Still, let’s backtrack a little.  After an uneventful drive, which left me feeling drowzy before I even started, I followed the satnav and a few little black on yellow arrow signs into the car park.  I barely faffed, unlike all the other riders who seemed to have a great deal to debate and decide upon.  It’s just possible I’ve got the hang of this by now ;).  I headed off, toute seule, to find HQ.  This was a route that had also changed over the last couple of days, thanks to road closures, and was marked by those same standard sportive signs.   Not ones indicating that this was specifically the HQ<->car park route.  And there only seemed to be the odd one, which on a cold windy morning, left me worrying I was lost already, and I wasn’t the only one!  Luckily, as this is my 6th MMH, I soon found myself on somewhat familiar roads, and then me and the blind following the blind, behind me, were where we were supposed to be.  Sorry, 6th?  6TH?!  Blimey!!

registration

Anyway…  HQ is not a big site.  Riders and bikes milled around.  Registration was in the shop, ordered by first name not surname, which was novel.  I signed my name, was given my timing chip (another first for the event this year) and reusable cable ties, and found a fence to lean the bike on.  Free hot drinks were on offer, serve yourself, but I didn’t fancy it.  My Garmin, all pre-loaded up with the course the night before, decided re-loading it now was one step beyond and promptly hung.  Oh marvellous.  There was no sign of the lanky fast one – aka Sean – and Mark was running late.  So I loitered with intent, and went to the loo, because two of the five that were available (+ one urinal bit) were for ladies only.  So I went twice ;).  Mark finally arrived, faffed more than I had, and also failed to fix my Garmin ;).  I consoled myself with the thought that at least I’d have a time for the ride as a whole though, and tried not to winge too much.  He’ll probably tell you I failed dismally on that front ;).

start line

With no ceremony at all, and presuming Sean had gone haring off into the distance, we left.  Just like that.  Over the timing mat, past a traffic organising Paul (the organiser), and off out into the greyness at around 8:30am ish.  Presumably, as it’s not like I could tell…  Moan, moan, winge… ;).
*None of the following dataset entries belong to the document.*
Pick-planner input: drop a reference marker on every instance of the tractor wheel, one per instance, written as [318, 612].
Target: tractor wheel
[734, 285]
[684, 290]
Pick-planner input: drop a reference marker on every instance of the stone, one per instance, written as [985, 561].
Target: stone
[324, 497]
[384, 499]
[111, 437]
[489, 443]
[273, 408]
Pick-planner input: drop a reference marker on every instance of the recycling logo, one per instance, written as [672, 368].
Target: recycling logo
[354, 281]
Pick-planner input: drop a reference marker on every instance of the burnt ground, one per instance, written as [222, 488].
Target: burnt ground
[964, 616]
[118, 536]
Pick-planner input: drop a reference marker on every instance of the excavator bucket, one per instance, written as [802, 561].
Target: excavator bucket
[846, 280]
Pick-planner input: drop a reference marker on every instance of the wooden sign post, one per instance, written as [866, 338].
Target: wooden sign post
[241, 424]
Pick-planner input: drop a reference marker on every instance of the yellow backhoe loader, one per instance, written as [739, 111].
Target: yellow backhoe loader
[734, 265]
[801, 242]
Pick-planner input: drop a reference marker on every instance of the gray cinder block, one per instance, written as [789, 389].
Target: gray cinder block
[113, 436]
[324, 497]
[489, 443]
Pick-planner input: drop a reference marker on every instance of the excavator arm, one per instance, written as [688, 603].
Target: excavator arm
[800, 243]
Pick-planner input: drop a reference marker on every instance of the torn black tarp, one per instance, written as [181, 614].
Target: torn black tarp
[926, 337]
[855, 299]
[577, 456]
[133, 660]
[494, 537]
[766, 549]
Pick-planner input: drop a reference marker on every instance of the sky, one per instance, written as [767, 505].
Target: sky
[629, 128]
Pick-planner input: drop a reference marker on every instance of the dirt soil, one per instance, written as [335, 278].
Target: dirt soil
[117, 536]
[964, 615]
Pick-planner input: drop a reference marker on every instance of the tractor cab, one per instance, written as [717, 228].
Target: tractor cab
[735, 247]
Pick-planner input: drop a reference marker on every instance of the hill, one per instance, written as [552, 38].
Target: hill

We were riding out into a nasty headwind which, as all cyclists will tell you, is the way to have it if there has to be wind, and apparently there always has to be wind.  It was a cold, strong and blustery wind today, and I was grateful of my layers and winter collar, and head buff.  Once past the initial too warm patch early on, when the body breaks into a sweat at the thought of being made to exercise, I settled down into feeling relatively comfortable as these things go.  Hey, it was cold, and it was windy, but at least it was dry.  Well, it was then anyway…

So, what to tell you about the ride?  The first half was into a dry cold wind.  The second half was brought to us by a tail wind and plenty of rain.  In the middle there was a big hill and a food stop.  That’s the brief version.   Since my op, I’ve only done a few short rides.  Enough to assure me that the first half would be ok, if slow, but also to leave me worrying somewhat about how I’d cope with the second half.  Luckily for me the route is overall fairly flat, just the odd lump here and there.  There’s a general trend for down on the way out, and up on the way back though, which is NOT the right way round, in case you were wondering.  You weren’t?  Ah well…

mmh 2014 profile

I’m very glad Mark was with me.  Every ride should have a Pixie :D.  For starters, once he realised that without my Garmin I needed reminding, he made sure I ate.  I wasn’t feeling that perky full stop, and although I sort of warmed up after about an hour, that was about as good as it got, I never really did get going.  Company was good.  Essential.  As was a wheel to suck occasionally – I am beyond grateful!  After the first couple of hours, thanks to a particularly nasty slog into the wind session past the little airfield, I really started to feel tired.  You can tell; it’s when I shut up, stop talking, and get that bit sort of more internally focussed and concentrated.  It’s a tell-tale sign that I’m not doing that well, or so I’m told.  Only physically today really, as thanks to not being on my own my head stayed pretty much ok :).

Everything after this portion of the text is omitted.